La nuit avançait et rien ne se passait. La relève n’allait plus tarder et leur attention se relâchait doucement quand ils entendirent un grondement sourd en provenance de la forêt. C’était à peine s’ils respiraient et leurs queues s’agitaient nerveusement. Mira brisa le silence et se leva brusquement.

— Quelque chose cloche. Là bas !

Usco l’imita. Il crut tout d’abord que la fatigue lui jouait des tours car il vit les sous-bois se mouvoir dans la direction du village. Le sol semblait avancer à la manière d’un raz-de-marée sombre qui suivant inexorablement sa route. Il distingua ensuite la masse grouillante d’une multitude de créatures. Sa main se porta instinctivement à l’arme accrochée à ceinture, celle de Mira brandissait déjà son épée.

— Tu as des meilleurs yeux que moi, qu’est-ce que c’est ? demanda Mira.

— Des léporides ? Une multitude de léporides ! Qu’est-ce que c’est que cette histoire ?

— Je descends. Usco sonne l’alarme puis couvre moi.

— Mira ! Fais gaffe, les bêtes sont folles ces derniers temps !
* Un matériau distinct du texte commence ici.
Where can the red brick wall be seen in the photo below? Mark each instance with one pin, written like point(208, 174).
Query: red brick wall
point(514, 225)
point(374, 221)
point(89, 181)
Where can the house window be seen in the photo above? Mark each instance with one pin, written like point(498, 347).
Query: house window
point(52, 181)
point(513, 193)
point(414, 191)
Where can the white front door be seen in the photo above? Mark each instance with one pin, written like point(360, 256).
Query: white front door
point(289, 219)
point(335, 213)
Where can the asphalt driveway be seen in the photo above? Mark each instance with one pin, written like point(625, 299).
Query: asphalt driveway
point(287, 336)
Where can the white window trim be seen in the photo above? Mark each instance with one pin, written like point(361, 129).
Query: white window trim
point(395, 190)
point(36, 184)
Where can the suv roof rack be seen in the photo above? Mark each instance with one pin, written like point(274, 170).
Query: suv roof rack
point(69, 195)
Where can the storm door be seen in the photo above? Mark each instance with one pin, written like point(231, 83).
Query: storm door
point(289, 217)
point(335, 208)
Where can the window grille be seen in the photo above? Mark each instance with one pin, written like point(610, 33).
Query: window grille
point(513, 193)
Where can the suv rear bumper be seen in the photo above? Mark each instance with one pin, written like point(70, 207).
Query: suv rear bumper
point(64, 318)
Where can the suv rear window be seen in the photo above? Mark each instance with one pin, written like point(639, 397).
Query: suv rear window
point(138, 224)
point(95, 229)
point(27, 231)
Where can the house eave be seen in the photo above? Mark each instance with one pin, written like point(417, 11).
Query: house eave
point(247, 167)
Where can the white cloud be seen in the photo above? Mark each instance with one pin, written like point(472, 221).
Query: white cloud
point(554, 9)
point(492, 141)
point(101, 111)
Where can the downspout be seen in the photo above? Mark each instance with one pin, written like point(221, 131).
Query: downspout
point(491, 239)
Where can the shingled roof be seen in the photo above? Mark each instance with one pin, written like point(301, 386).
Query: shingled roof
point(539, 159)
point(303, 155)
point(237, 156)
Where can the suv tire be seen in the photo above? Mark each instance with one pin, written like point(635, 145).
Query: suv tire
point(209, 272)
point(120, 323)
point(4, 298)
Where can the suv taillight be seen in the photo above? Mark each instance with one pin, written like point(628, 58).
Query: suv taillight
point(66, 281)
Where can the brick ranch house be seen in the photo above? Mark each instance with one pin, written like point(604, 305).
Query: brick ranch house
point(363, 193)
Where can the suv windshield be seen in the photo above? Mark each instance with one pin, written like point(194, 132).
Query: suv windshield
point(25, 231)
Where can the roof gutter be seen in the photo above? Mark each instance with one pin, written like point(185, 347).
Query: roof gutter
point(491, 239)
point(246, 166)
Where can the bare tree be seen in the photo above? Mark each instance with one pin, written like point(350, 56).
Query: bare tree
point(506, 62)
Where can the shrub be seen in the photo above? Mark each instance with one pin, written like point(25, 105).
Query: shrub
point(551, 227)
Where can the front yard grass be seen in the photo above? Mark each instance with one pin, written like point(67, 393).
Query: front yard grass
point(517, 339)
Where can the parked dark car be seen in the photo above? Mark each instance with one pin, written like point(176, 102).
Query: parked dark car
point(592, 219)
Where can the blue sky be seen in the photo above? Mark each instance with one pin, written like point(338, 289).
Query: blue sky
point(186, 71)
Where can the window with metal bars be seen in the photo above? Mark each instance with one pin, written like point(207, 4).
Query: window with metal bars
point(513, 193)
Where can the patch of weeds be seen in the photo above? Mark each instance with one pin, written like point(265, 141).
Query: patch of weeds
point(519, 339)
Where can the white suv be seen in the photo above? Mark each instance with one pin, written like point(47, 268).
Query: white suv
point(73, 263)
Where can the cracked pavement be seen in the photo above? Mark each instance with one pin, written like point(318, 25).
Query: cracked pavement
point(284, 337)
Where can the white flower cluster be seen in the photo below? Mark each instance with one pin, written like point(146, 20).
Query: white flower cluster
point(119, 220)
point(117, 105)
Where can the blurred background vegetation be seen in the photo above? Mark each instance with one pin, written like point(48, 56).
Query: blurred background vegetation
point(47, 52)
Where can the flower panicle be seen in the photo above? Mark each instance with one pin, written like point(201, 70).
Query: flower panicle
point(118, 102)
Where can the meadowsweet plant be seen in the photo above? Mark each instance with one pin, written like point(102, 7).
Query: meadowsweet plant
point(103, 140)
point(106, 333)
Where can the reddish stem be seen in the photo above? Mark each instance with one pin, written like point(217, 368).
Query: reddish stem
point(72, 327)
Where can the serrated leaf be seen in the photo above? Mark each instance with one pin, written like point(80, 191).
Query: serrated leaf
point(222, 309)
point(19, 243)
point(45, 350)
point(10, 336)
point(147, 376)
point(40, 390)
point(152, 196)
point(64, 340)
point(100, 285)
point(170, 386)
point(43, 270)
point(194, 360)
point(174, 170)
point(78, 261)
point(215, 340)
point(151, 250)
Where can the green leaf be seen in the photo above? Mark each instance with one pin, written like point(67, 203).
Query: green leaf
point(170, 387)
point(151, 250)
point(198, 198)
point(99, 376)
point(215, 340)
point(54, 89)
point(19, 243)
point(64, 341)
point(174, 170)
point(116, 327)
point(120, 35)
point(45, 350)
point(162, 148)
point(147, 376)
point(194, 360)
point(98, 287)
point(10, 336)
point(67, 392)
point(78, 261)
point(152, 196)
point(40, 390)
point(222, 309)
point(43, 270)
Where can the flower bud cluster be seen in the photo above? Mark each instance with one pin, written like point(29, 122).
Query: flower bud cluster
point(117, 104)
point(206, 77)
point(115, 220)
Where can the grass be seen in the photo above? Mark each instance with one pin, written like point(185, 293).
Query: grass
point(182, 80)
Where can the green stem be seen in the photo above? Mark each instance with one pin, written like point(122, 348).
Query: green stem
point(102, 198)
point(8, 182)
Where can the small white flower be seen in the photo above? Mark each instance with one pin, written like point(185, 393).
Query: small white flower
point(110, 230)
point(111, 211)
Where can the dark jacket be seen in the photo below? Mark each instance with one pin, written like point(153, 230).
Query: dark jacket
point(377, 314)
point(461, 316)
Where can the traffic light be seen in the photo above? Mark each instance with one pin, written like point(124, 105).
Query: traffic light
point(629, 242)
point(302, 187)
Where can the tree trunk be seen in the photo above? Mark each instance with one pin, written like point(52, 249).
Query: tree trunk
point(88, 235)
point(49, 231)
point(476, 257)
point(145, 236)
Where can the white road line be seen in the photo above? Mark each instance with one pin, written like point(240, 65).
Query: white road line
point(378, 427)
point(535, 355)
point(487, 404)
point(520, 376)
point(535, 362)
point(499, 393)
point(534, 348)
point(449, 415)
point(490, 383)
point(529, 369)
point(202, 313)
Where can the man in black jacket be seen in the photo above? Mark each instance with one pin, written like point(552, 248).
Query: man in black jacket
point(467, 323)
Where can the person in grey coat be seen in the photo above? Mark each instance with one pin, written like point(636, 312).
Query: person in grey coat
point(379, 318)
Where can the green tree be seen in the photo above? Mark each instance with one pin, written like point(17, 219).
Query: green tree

    La cloche se mit à résonner, suivit par une ribambelle de sons de cloche qu’on frappait dans tous les postes de garde de la ville. Usco se mit en position et tira sur les rongeurs qui tentaient de sauter dans le dos de Mira. Autour d’elle déjà un tapis sanglant de chair et de boyaux s’était formé, mais la horde de léporides était si grande que ses efforts semblaient bien insignifiants. Ils n’étaient que dents et griffes, s’attaquant à tout ce qui leur barraient la route. Elle ne tarda pas à battre en retraite dans la ville pour tenter de sauver ce qui pouvait l’être.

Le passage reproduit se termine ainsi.